6 – Comparing the OEE scores of different plants and machines
One of the mistakes in OEE calculation is that organisations compare the OEE scores of different plants and machines with different features and goals. In some cases, companies tend to average over the whole plant. This is when you begin to miss all the details that are actionable —such as the reasons for stops.
What to do: When comparing OEE scores of different plants or machines, you need to take their features into consideration. You should not evaluate a machine producing small batches and another one creating bigger ones in the same context.
Also, the same machines with different maintenance histories and different input material quality levels can produce different outcomes as well.
Regardless of the size or the industry of the company, there is no point having an average OEE score for the entire facility if there are differences in machines. You need to analyse each line or machine according to its own targets and environment.
So, you can only compare OEE scores of machines and plants with the same machinery, the same or similar processes, and which use the same materials. To compare other metrics, data collection should be standardised as much as possible and reasons for stops are one of the most important metrics that you need to take into consideration. In that sense, you need to benchmark stops if configuration settings are standardised, instead of only focusing on the OEE number.
7 – Not standardising OEE calculation
When you implement OEE in different plants and factories, you need to standardise your efforts to communicate effectively within your organisation.
Some companies fail to centralise their data collection from different plants and machines in one OEE software, which results in decentralisation and communication problems. As a result, factories do not know about each other’s improvements. Besides, managers cannot make responsible decisions as they have different OEE scores coming from various sources.
Ultimately, unlinked, plant by plant OEE tracking results in poor OEE implementation.

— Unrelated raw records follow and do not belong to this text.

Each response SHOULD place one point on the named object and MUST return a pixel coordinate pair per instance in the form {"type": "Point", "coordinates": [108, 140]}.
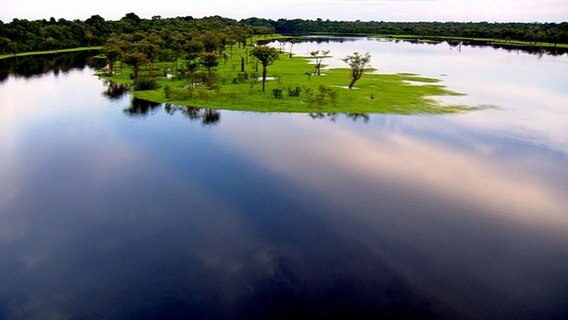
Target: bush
{"type": "Point", "coordinates": [142, 84]}
{"type": "Point", "coordinates": [277, 93]}
{"type": "Point", "coordinates": [242, 77]}
{"type": "Point", "coordinates": [178, 94]}
{"type": "Point", "coordinates": [294, 92]}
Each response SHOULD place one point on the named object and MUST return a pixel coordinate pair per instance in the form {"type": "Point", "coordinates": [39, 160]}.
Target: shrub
{"type": "Point", "coordinates": [333, 97]}
{"type": "Point", "coordinates": [178, 94]}
{"type": "Point", "coordinates": [323, 92]}
{"type": "Point", "coordinates": [277, 93]}
{"type": "Point", "coordinates": [142, 84]}
{"type": "Point", "coordinates": [294, 92]}
{"type": "Point", "coordinates": [242, 77]}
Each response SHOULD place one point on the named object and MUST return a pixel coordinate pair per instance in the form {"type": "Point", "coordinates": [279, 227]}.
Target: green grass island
{"type": "Point", "coordinates": [234, 82]}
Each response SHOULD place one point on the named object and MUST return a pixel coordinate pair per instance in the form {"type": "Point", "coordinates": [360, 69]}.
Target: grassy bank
{"type": "Point", "coordinates": [33, 53]}
{"type": "Point", "coordinates": [292, 90]}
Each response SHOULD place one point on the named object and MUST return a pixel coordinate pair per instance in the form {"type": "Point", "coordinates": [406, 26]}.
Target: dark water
{"type": "Point", "coordinates": [119, 209]}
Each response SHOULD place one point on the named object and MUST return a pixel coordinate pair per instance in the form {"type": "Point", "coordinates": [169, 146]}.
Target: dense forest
{"type": "Point", "coordinates": [532, 32]}
{"type": "Point", "coordinates": [22, 35]}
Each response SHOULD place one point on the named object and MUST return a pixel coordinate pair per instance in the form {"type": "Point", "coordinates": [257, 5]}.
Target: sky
{"type": "Point", "coordinates": [365, 10]}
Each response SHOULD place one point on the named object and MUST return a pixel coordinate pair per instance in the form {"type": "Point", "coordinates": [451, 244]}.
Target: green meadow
{"type": "Point", "coordinates": [291, 87]}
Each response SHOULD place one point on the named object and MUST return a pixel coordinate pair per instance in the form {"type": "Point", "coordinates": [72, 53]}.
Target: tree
{"type": "Point", "coordinates": [193, 49]}
{"type": "Point", "coordinates": [319, 56]}
{"type": "Point", "coordinates": [209, 60]}
{"type": "Point", "coordinates": [266, 56]}
{"type": "Point", "coordinates": [135, 60]}
{"type": "Point", "coordinates": [112, 52]}
{"type": "Point", "coordinates": [292, 43]}
{"type": "Point", "coordinates": [358, 63]}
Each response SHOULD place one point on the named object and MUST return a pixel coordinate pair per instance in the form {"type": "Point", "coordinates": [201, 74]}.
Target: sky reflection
{"type": "Point", "coordinates": [144, 214]}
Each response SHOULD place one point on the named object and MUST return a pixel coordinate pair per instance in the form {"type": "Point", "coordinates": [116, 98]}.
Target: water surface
{"type": "Point", "coordinates": [120, 209]}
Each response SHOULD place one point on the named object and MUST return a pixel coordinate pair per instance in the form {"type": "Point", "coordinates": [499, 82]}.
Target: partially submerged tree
{"type": "Point", "coordinates": [358, 63]}
{"type": "Point", "coordinates": [135, 60]}
{"type": "Point", "coordinates": [292, 43]}
{"type": "Point", "coordinates": [266, 56]}
{"type": "Point", "coordinates": [112, 52]}
{"type": "Point", "coordinates": [319, 56]}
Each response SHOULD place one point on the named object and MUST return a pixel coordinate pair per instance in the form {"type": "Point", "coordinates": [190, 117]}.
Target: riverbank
{"type": "Point", "coordinates": [292, 88]}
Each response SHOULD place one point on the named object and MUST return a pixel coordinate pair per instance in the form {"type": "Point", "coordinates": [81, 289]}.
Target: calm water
{"type": "Point", "coordinates": [119, 209]}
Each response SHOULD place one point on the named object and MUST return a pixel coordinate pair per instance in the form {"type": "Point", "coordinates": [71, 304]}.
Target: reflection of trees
{"type": "Point", "coordinates": [29, 66]}
{"type": "Point", "coordinates": [536, 50]}
{"type": "Point", "coordinates": [115, 90]}
{"type": "Point", "coordinates": [207, 116]}
{"type": "Point", "coordinates": [141, 108]}
{"type": "Point", "coordinates": [333, 116]}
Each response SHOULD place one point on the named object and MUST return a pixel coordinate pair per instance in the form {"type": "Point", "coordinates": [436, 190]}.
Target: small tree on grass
{"type": "Point", "coordinates": [292, 43]}
{"type": "Point", "coordinates": [112, 53]}
{"type": "Point", "coordinates": [135, 60]}
{"type": "Point", "coordinates": [358, 63]}
{"type": "Point", "coordinates": [319, 56]}
{"type": "Point", "coordinates": [266, 56]}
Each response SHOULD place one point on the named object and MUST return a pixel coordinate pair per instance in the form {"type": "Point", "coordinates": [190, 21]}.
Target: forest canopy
{"type": "Point", "coordinates": [23, 35]}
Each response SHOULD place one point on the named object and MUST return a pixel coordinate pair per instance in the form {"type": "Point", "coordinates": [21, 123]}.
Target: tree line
{"type": "Point", "coordinates": [531, 32]}
{"type": "Point", "coordinates": [23, 35]}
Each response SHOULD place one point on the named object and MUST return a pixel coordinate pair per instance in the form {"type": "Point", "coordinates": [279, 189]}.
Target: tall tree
{"type": "Point", "coordinates": [135, 59]}
{"type": "Point", "coordinates": [358, 63]}
{"type": "Point", "coordinates": [266, 56]}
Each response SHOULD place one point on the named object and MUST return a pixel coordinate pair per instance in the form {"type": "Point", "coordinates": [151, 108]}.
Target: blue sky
{"type": "Point", "coordinates": [387, 10]}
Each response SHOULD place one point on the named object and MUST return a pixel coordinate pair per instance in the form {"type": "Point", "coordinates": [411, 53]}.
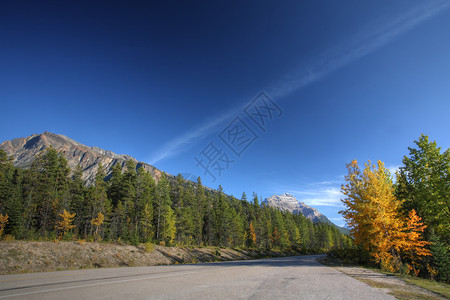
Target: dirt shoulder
{"type": "Point", "coordinates": [387, 283]}
{"type": "Point", "coordinates": [26, 256]}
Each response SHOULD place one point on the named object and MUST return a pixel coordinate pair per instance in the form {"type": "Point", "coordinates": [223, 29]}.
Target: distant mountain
{"type": "Point", "coordinates": [25, 150]}
{"type": "Point", "coordinates": [287, 202]}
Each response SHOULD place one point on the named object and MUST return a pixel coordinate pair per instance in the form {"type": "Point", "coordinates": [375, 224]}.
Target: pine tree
{"type": "Point", "coordinates": [65, 224]}
{"type": "Point", "coordinates": [423, 183]}
{"type": "Point", "coordinates": [415, 245]}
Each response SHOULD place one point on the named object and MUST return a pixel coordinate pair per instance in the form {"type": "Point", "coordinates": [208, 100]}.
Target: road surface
{"type": "Point", "coordinates": [299, 277]}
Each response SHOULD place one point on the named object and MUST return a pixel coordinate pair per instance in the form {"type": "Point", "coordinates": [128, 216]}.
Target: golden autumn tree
{"type": "Point", "coordinates": [3, 222]}
{"type": "Point", "coordinates": [97, 222]}
{"type": "Point", "coordinates": [65, 224]}
{"type": "Point", "coordinates": [415, 246]}
{"type": "Point", "coordinates": [373, 213]}
{"type": "Point", "coordinates": [252, 234]}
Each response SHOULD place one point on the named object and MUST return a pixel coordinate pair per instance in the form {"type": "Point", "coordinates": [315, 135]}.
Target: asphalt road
{"type": "Point", "coordinates": [299, 277]}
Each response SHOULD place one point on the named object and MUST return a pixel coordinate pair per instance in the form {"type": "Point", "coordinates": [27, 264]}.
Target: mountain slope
{"type": "Point", "coordinates": [287, 202]}
{"type": "Point", "coordinates": [25, 150]}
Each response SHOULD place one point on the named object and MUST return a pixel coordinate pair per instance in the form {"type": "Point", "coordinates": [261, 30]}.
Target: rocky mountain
{"type": "Point", "coordinates": [287, 202]}
{"type": "Point", "coordinates": [25, 150]}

What to do: OEE implementation gives the best results when standardised. In multinational businesses with different plants and different departments, you need to have comparable results coming from one source rather than from several places. Once you standardise your OEE monitoring, it becomes easier to monitor, track, and compare the scores, having past numbers as a benchmark.
The ability to standardise OEE significantly benefits your organisation in return. You not only gather a common database of logged and archived information but also enhance communication across plants, factories, and departments.
To learn more about this, please take a look at our article on standardised OEE systems here.
8 – Not taking action on data
You use OEE software, receive real-time data, and analyse it. You have some ideas about what is working and what is not working on your shop floor. On the other hand, unless you come up with solutions to the challenges you identify and then take action accordingly, the data in your reports remains the same.
Briefly, OEE does not improve by itself. Data has an impact only when used and acted upon.
What to do: As a first step, you can analyse the data and pick the easy-to-solve problems which will have a high impact. This creates a feeling of success from the get-go.
Secondly, you should make short daily performance overviews, start to discover the bottlenecks in the process, and come up with solutions. The goal here is to make the process go more smoothly on a daily basis. So, you can track the process more efficiently and gain the ability to predict problems, which you would not achieve by working on one-month reports with a bulk of accumulated numbers.
Production monitoring is a process. Start with small steps, include the whole team, and create significant change on your shop floor by setting well-defined goals.